In this preliminary investigation, we explored the possibility of employing the Confocal Raman Microscopy coupled with Machine Learning to diagnose Cutaneous Melanoma from solid biopsies, i.e., to distinguish Primary Cutaneous Melanoma from Compound Naevus. To this aim, we employed the resulting Raman spectra as examples to build ML models based on different principles. Furthermore, we compared the traditional pre-processing operations, based on the removal of the baseline filtering, with an innovative approach, i.e., the application of the Continuous Wavelet transform (CWT). The results of such an investigation highlighted how the Random Forest Classifier led to the maximum classification accuracy, with values reaching ∼89%, acting as a good candidate for future employments in engineered devices.
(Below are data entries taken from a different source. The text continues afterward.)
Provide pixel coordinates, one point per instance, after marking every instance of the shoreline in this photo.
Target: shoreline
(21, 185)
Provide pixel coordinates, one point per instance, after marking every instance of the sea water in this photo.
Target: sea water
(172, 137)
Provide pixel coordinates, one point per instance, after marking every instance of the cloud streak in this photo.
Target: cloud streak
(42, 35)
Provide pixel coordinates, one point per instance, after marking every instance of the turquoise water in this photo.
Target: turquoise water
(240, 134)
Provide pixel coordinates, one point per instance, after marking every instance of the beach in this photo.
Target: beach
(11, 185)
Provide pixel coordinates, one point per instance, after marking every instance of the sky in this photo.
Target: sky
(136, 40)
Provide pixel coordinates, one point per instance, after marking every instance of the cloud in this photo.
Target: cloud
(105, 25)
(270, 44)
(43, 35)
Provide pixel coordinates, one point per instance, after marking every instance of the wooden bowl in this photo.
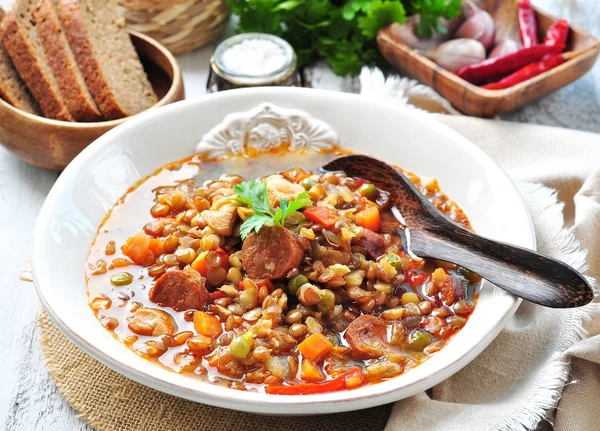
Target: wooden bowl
(473, 100)
(52, 144)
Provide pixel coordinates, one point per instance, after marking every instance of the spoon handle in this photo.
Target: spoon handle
(525, 273)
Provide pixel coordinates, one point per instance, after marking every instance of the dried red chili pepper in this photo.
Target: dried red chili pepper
(527, 24)
(557, 33)
(528, 72)
(498, 67)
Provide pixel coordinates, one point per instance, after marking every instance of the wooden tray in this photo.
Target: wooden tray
(473, 100)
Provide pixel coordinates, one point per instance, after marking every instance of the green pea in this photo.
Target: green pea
(418, 339)
(295, 283)
(307, 183)
(121, 279)
(239, 347)
(327, 302)
(368, 190)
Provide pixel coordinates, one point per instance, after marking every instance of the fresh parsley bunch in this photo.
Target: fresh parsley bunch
(254, 194)
(343, 33)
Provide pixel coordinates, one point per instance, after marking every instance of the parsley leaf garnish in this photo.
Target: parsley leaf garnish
(340, 31)
(254, 194)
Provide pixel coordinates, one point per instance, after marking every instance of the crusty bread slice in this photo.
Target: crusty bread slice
(22, 44)
(109, 63)
(12, 88)
(73, 89)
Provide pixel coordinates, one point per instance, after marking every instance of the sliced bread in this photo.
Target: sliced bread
(73, 89)
(104, 52)
(12, 88)
(20, 39)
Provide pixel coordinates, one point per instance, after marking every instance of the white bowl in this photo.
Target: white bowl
(103, 172)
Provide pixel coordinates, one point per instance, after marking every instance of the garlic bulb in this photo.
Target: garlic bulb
(456, 54)
(480, 26)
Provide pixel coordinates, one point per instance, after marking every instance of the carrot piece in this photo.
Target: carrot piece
(323, 216)
(207, 324)
(414, 278)
(315, 346)
(351, 379)
(369, 218)
(199, 264)
(309, 372)
(156, 246)
(137, 248)
(265, 282)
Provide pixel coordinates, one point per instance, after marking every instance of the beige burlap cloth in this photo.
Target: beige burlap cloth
(545, 364)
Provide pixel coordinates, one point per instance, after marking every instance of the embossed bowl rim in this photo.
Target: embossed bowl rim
(102, 173)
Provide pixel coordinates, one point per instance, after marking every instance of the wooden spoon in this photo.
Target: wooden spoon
(430, 233)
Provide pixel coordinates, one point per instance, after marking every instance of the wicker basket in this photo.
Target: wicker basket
(180, 25)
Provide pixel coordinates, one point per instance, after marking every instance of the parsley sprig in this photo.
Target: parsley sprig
(254, 194)
(341, 32)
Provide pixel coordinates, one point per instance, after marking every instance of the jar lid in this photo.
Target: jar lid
(254, 59)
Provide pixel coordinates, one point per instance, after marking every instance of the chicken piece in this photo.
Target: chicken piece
(150, 321)
(221, 221)
(277, 187)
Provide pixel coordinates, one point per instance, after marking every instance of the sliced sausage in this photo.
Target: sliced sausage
(366, 336)
(271, 253)
(150, 321)
(179, 290)
(372, 242)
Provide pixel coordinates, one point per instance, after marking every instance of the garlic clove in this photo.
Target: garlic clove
(455, 54)
(479, 25)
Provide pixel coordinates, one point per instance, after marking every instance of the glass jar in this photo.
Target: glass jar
(253, 60)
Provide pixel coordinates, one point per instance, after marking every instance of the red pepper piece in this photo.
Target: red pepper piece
(323, 216)
(557, 33)
(494, 68)
(348, 380)
(527, 24)
(528, 72)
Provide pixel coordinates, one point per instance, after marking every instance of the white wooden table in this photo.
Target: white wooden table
(28, 399)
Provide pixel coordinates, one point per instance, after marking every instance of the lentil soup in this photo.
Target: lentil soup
(294, 282)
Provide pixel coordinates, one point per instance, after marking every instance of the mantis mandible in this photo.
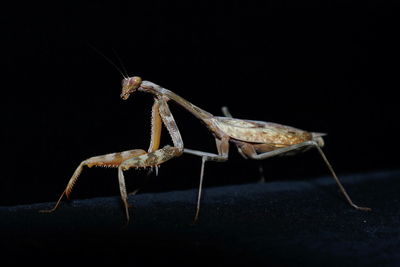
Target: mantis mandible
(256, 140)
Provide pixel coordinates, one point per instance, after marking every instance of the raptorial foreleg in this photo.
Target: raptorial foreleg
(111, 160)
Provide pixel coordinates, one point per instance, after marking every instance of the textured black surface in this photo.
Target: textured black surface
(275, 223)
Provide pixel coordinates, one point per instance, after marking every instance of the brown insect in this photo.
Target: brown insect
(254, 140)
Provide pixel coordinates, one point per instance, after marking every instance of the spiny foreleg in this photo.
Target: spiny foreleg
(158, 156)
(111, 160)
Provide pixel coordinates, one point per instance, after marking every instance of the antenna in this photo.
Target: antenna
(109, 61)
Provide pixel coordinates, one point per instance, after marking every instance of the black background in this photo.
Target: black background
(329, 70)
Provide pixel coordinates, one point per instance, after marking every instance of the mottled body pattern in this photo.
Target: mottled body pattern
(254, 139)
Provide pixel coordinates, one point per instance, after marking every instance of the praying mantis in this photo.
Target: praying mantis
(256, 140)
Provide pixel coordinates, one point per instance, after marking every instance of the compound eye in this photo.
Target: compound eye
(135, 81)
(124, 82)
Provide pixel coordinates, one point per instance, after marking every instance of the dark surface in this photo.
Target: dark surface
(274, 223)
(329, 70)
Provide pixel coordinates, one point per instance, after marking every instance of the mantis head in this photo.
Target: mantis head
(129, 86)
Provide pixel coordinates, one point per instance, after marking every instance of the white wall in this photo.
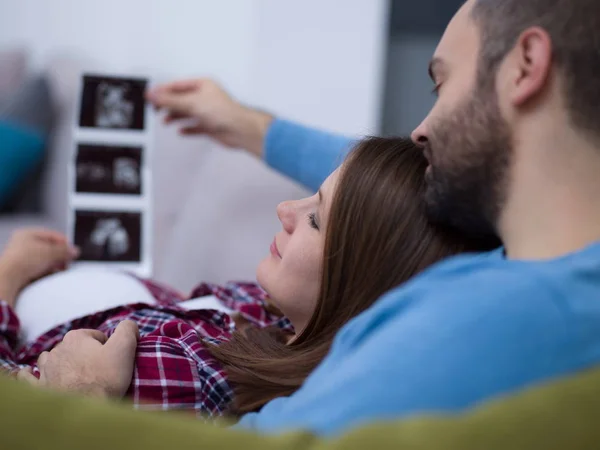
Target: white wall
(316, 61)
(408, 97)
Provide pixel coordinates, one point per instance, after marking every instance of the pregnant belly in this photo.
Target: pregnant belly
(74, 293)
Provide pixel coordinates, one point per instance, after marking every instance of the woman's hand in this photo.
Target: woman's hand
(88, 362)
(212, 112)
(32, 253)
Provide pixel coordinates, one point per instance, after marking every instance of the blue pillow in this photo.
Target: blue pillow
(21, 151)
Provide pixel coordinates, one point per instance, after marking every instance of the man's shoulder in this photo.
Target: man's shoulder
(479, 285)
(474, 274)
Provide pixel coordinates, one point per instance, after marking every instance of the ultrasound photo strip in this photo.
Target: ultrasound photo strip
(110, 178)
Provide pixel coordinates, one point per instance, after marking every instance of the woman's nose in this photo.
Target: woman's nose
(287, 213)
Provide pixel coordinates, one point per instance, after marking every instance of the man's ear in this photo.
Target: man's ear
(532, 60)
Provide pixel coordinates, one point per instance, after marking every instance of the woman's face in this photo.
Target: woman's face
(291, 274)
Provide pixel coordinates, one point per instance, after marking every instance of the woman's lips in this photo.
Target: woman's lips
(274, 249)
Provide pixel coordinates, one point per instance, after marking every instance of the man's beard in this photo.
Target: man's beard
(470, 154)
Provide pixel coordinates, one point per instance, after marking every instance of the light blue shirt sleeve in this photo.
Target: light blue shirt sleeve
(304, 154)
(441, 343)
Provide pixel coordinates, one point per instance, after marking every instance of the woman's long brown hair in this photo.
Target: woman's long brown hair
(377, 238)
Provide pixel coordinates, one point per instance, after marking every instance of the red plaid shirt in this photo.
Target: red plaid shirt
(173, 368)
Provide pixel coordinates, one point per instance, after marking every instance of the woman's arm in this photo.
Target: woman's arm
(305, 154)
(30, 254)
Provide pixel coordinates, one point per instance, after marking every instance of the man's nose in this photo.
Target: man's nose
(419, 135)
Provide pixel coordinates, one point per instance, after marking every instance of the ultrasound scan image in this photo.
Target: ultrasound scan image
(104, 169)
(109, 236)
(113, 103)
Among the most promising routes, we mention the employment in an ex vivo fashion to assist the histopathologists during the diagnostic process, or for the realization of probes for non-invasive in vivo diagnosis. Finally, the classification performances were maximized with CWT, indicating that the signal baseline, usually considered an undesired contribution to the measured signal, carries valuable information for the diagnostic task.